Veolia Environnement
In the first quarter of 2026, Veolia recorded 'resilient' revenue growth to 11.427 billion euros. This represents a 1% increase at constant scope and exchange rates, and 2.1% excluding the energy price effect. EBITDA reached 1.766 billion euros, up 5.1% at constant scope and exchange rates, with the margin increasing by 73 basis points. Current EBIT grew by 7.2% to 971 million euros over the period at constant scope and exchange rates. The group maintained its 2026 targets, notably still aiming for solid organic revenue growth excluding energy prices and organic EBITDA growth between 5% and 6%.
Viridien
In the first quarter of 2026, Viridien's segment revenue amounted to 214 million dollars, a 29% year-on-year decline.

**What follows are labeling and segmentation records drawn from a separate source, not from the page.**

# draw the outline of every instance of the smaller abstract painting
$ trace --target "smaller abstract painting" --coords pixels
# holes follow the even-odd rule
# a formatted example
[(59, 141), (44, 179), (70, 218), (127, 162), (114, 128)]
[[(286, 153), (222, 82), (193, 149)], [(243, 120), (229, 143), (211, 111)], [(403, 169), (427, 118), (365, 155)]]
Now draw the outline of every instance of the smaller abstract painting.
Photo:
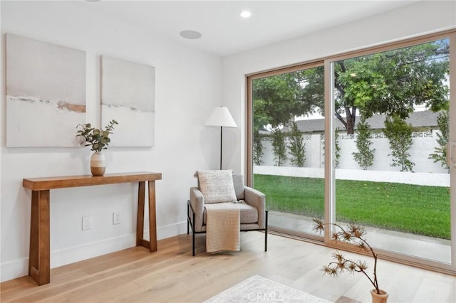
[(119, 124), (110, 147), (153, 147), (155, 68), (101, 57), (101, 126)]
[(6, 147), (78, 147), (86, 52), (6, 34)]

This drop in revenue reflects a slow start to the year as anticipated, compounded by uncertainty related to the conflict in the Middle East, affecting the SMO (Sensing and Monitoring) and GEO (Geoscience) activities. During this period, the group generated net cash flow of 26 million USD compared to -20 million USD in the first quarter of 2025, thanks to rigorous cash management and strong control over customer collections. Profitability fell by 47% year-on-year due to the decline in activity, with adjusted segment EBITDAs of 76 million USD.